0-48hr after injury: could not move wrist nor bend back fingers/hand w/out extreme pain.
48-72hr: regained ability to move the rest of my hand and fingers and am making sure they're staying mobile -- all without pain. i can slowly move wrist if needed (like when we set new brace); however, it is locked in place in brace.
0-48hr later: i could not use left fingers/hand to rub in lotion on right arm after, it hurt too bad to put down that much pressure. john was my moisturizer lol.
72hr later i was able to apply enough pressure to rub in lotion on right arm without pain.
0-72hr. no exercise whatsoever. but i have taken some walks.
4th day later: i plan on attempting an easy spin on trainer (hasn't happened yet)

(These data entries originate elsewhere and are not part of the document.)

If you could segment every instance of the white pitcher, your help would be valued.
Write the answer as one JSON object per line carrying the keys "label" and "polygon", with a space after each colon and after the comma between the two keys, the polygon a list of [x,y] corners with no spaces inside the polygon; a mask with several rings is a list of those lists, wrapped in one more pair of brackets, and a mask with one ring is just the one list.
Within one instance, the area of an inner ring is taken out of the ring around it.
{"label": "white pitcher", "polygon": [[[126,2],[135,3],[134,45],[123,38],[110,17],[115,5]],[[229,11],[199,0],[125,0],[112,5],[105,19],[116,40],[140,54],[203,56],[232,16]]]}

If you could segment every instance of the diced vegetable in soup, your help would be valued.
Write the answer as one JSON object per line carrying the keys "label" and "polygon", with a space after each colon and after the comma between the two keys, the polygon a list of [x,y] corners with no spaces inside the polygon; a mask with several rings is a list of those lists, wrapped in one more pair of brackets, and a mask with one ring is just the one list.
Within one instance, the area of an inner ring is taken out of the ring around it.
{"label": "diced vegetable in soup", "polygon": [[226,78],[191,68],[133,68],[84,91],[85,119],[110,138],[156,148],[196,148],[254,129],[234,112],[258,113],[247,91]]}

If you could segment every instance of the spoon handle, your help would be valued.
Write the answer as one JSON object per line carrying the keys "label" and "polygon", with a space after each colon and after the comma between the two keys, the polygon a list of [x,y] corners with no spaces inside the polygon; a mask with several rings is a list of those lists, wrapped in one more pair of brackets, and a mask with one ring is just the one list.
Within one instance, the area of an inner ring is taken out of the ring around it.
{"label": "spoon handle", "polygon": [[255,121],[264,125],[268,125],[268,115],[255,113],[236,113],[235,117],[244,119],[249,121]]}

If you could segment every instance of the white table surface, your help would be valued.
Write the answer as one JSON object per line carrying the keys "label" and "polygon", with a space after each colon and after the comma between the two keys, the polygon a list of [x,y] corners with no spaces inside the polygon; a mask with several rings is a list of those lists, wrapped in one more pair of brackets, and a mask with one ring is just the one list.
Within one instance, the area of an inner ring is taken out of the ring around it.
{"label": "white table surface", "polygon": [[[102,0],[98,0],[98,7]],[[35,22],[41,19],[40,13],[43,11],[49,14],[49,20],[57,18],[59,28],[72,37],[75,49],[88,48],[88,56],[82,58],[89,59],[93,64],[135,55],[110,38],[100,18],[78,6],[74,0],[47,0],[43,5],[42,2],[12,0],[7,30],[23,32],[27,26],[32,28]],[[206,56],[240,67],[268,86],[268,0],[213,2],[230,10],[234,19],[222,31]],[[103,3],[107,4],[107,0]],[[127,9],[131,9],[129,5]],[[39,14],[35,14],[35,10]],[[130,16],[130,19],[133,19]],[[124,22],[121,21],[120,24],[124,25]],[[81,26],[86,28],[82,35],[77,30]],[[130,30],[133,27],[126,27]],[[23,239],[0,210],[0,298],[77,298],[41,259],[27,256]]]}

nights 1-3: did not sleep well due to pain/throbbing/inability yo get comfortable
4th night: finally felt like i got a good night's sleep and pain only woke me up twice, and that was because i made an unconscious move in my sleep that aggravated wrist, oops haha.
*Based on my own knowledge, advice from trusted resources and internet research I came up with my list of do's and don'ts for bone healing. One excellent I found online that guided my lists includes this great resource here on fracture healing that goes into more details of the how-to's, why's, what's, etc.